DON'T FORGET THE URL
Here are two final suggestions applicable to any file-sharing network as well as conventional Web-site downloading or streaming:
The Windows Media Encoder and the WinRip Studio MP3 encoder allow you to add URL scripts to audio files. URL scripts cause Web pages to open automatically whenever a file is played (in a supported player). The use of URL scripts can directly convert shared files into additional Web traffic each time that the file is played. (Windows Media Encoder URL scripts are covered in detail in “Desktop Musician: Power Windows,” in the February 2002 issue.)
Also, always make sure to include your Web site URL somewhere in the metadata when you're tagging songs: ID3v2 includes a dedicated URL field; in ID3v1 you can use the Comment field. It won't launch a pop-up, but it could help somebody find you. After all, helping people find you and your music is what it's all about.
Todd Souvignieris a cofounder of Exploit Systems, Inc. (www.exploitsystems.com) and wrote the second edition of Musician's Guide to the Internet, forthcoming from Hal Leonard Corp.
DATA ABOUT METADATA
Compressed audio files can include metadata. Metadata means “data about data” and refers to optional text fields included in a file header. These text fields can contain the song title, album title, artist name, copyright information, detailed track descriptions, and even URLs.

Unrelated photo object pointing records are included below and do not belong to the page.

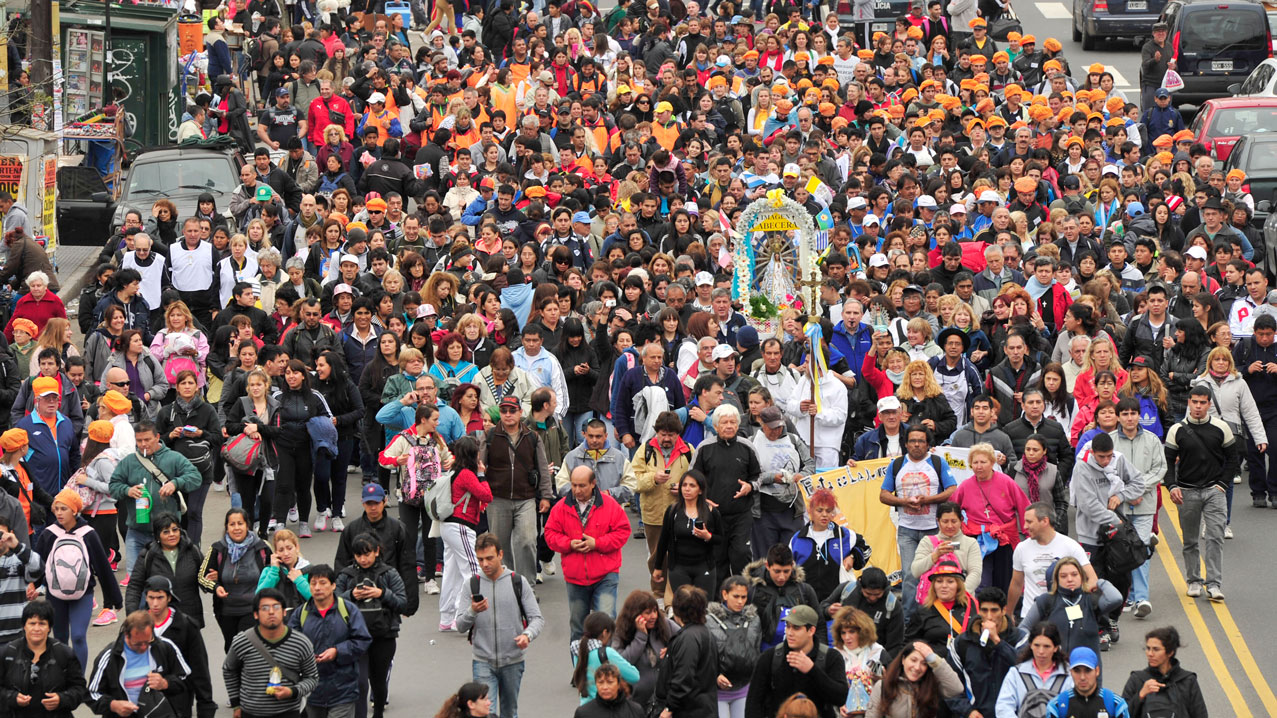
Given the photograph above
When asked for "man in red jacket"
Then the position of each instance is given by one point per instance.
(589, 528)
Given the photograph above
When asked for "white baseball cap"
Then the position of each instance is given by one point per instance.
(889, 404)
(723, 351)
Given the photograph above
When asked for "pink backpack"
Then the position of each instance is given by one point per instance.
(68, 569)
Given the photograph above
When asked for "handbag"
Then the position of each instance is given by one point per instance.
(243, 454)
(1005, 24)
(164, 479)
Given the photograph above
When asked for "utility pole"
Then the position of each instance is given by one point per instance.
(40, 45)
(106, 55)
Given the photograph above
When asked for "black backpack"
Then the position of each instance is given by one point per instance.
(1037, 702)
(1123, 548)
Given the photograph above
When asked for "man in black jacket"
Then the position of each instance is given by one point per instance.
(277, 179)
(244, 302)
(779, 587)
(871, 595)
(166, 682)
(733, 470)
(798, 664)
(180, 630)
(1033, 422)
(390, 174)
(397, 551)
(1202, 456)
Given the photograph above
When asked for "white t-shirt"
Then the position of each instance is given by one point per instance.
(916, 478)
(893, 445)
(1033, 560)
(820, 537)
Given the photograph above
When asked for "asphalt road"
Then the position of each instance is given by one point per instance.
(1231, 645)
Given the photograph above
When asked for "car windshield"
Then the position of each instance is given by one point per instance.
(1213, 31)
(160, 179)
(1235, 122)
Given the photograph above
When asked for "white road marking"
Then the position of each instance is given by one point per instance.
(1054, 10)
(1119, 81)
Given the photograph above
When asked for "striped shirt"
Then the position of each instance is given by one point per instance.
(247, 673)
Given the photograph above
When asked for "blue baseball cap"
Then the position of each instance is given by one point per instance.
(1080, 657)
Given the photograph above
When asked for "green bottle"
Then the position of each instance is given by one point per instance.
(142, 506)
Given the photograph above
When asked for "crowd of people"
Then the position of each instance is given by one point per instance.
(492, 277)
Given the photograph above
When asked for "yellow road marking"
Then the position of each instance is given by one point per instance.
(1232, 633)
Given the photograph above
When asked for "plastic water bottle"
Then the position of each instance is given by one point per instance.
(275, 681)
(142, 506)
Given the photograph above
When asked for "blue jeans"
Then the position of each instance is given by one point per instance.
(134, 544)
(907, 542)
(70, 620)
(582, 601)
(1139, 576)
(502, 686)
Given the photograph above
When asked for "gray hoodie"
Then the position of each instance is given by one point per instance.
(1148, 456)
(967, 436)
(497, 627)
(1091, 488)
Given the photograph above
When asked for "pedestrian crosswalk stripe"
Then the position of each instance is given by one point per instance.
(1119, 79)
(1054, 10)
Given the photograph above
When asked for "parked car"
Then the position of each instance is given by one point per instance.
(83, 216)
(1255, 153)
(1220, 123)
(1096, 19)
(178, 174)
(1215, 45)
(1262, 82)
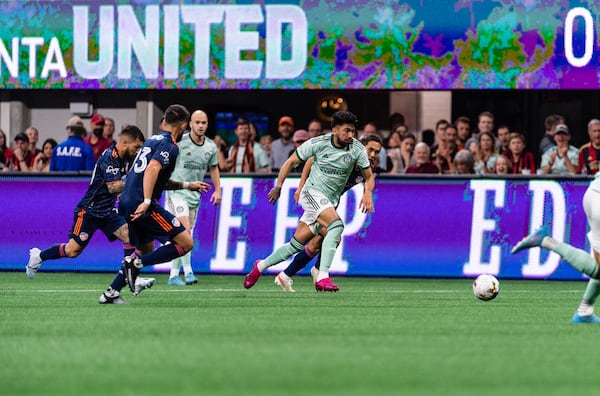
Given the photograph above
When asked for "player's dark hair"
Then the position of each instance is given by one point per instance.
(344, 117)
(176, 114)
(371, 138)
(133, 132)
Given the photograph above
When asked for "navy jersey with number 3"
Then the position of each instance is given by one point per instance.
(160, 147)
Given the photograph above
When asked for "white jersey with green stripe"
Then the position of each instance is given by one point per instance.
(192, 163)
(332, 165)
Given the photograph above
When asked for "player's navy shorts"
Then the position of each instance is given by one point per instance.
(84, 226)
(156, 224)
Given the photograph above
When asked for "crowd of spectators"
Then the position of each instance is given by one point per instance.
(448, 148)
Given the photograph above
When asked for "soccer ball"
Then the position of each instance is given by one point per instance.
(486, 287)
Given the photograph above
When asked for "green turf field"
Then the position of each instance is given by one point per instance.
(377, 336)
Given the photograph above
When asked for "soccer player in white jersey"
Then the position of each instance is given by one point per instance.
(335, 156)
(197, 153)
(577, 258)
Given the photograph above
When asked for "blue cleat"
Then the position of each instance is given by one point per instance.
(175, 281)
(532, 240)
(190, 279)
(585, 319)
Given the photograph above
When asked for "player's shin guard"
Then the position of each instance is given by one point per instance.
(330, 243)
(283, 253)
(163, 254)
(592, 291)
(577, 258)
(300, 261)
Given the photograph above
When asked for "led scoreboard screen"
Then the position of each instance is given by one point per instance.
(332, 44)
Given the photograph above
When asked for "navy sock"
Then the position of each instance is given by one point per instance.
(163, 254)
(119, 281)
(54, 252)
(128, 249)
(300, 261)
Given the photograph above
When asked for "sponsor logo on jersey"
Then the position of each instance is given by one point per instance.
(111, 170)
(165, 155)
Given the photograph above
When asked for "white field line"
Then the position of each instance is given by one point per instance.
(197, 290)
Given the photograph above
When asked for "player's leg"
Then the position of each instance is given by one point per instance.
(115, 227)
(82, 230)
(186, 259)
(302, 235)
(585, 311)
(179, 208)
(335, 228)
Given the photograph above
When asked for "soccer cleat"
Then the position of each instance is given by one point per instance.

The metadata in MP3 files is called ID3 Tags. There are two types of ID3 Tag: ID3v1 and ID3v2 (see Fig. A). ID3v2 allows far more description, including composer information and URL. Most MP3 encoders let you populate these fields with custom information of your choosing. It's somewhat time-consuming — you need to tag your files by hand — but fortunately, the data is retained when the file is copied.
The more advanced peer-to-peer systems search through metadata as well as file names. Diligently filling out tags is as important as naming your files correctly.
Some file-sharing applications look at the names of shared folders, as well as the files contained within, and will return query hit results that include the folder names. If your shared folders are called Music or My Shared Files, they aren't helping you market and distribute your work. Certain peer-to-peer networks, such as Audiogalaxy, expect subfolders to be labeled with artist or band names. Greg Bildson, CTO and COO at LimeWire, suggests creating a folder called NewArtist in your shared directory. He says, “This will allow general searches for new-artist material.”